In cases where the land transaction involves a company, it is mandatory to have a TIN even if the amount is below Shs10m. For land and other property transactions, one might have to pay withholding tax, a form of income tax that is withheld by a person making payment to another person. In this case the one who makes the payment deducts the tax from the amount being paid which is transferred to URA.

“A person who is buying a business asset, say land needs to withhold the tax from the amount they are paying to the seller and remit it to the URA,” Ashraf Ssendegeya, a land dealer explains.

 Withholding tax is usually calculated at the rate of six percent of the gross payment withheld at the point of making the transaction.

Property tax

Legally, properties are subject to taxes as guided by the Local Government Act 2005 as amended, the Local Government (Rating) regulation 2006 and KCC Act 2010. The taxes paid are usually dependent on the levies of the local government of the area. 

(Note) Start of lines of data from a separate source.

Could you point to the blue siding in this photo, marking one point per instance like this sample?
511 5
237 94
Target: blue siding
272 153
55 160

This tax is levied on the value of a particular commercial property, regardless of whether the owner earns rental income from that property or not. Property rate tax is different from rental income tax that is remitted to URA.  

Property tax is paid to the local government, for example, city authorities, town councils, divisions or municipalities. This tax applies to any property or building commercially ran, such as houses rented to tenants, shops, factories or any part of a property used for business, even if it is owner-occupied.

It does not apply to the residential home that you live in. The amount levied annually on a property is usually between zero and 12 percent of the value, with a minimum charge of Shs2,000 while KCCA’s six percent.

According to the Local Government Act, local governments can charge a percentage not exceeding 12 percent of the taxable value of the property and a minimum of Shs2,000. The taxable value is 74 percent of the revenue generated by a property.

Governing law

Local Government (Rating) Act 2005 as amended, the Local Government (Rating) regulation 2006 and KCC Act 2010. Under the Local Government (Rating) Act, 2005, Property rate is levied on property or hereditament, that is, ‘any physical attachment to land or building (industrial or non-industrial) or structure of any kind excluding vacant sites.

Property tax is therefore, levied on all immovable property or buildings, commercially ran such as  schools, rented houses, shops, factories, hotels, private and public universities and any part of which is used for the purpose of business even if it is owner occupied.

Property rates should be distinguished from ground rent. Unlike property rates, ground rent is a charge on land leased out by the authority whether developed or not.

Who is exempted from paying property tax ?

Under the Local Government Act 2005 and its amendments of 2006, property rates tax is exempted from the following;

1.  Any official residence of the President

2. Any official residence of a traditional or cultural leader.

3. Any property used exclusively for public worship, and as a residence of a religious leader.

4. Any property used exclusively as a cemetery or as a crematorium.

5. Any property used exclusively for the purposes of any charitable or educational institution of a public character

6. Supported only by endowments or voluntary contributions.

7.  Any property laid out and used exclusively for the purpose of outdoor sport or recreation.

8. Any property belonging to a mission/organization entitled to privileges under the diplomatic privileges Act.

9. Any property belonging to an organization in respect of which Uganda is obliged under any international convention or treaty.

10. Any property belonging to any institution with which government has contractual obligation not to levy fees and tax against it.

11. Any property that earns less than Shs2,820,000 in annual income.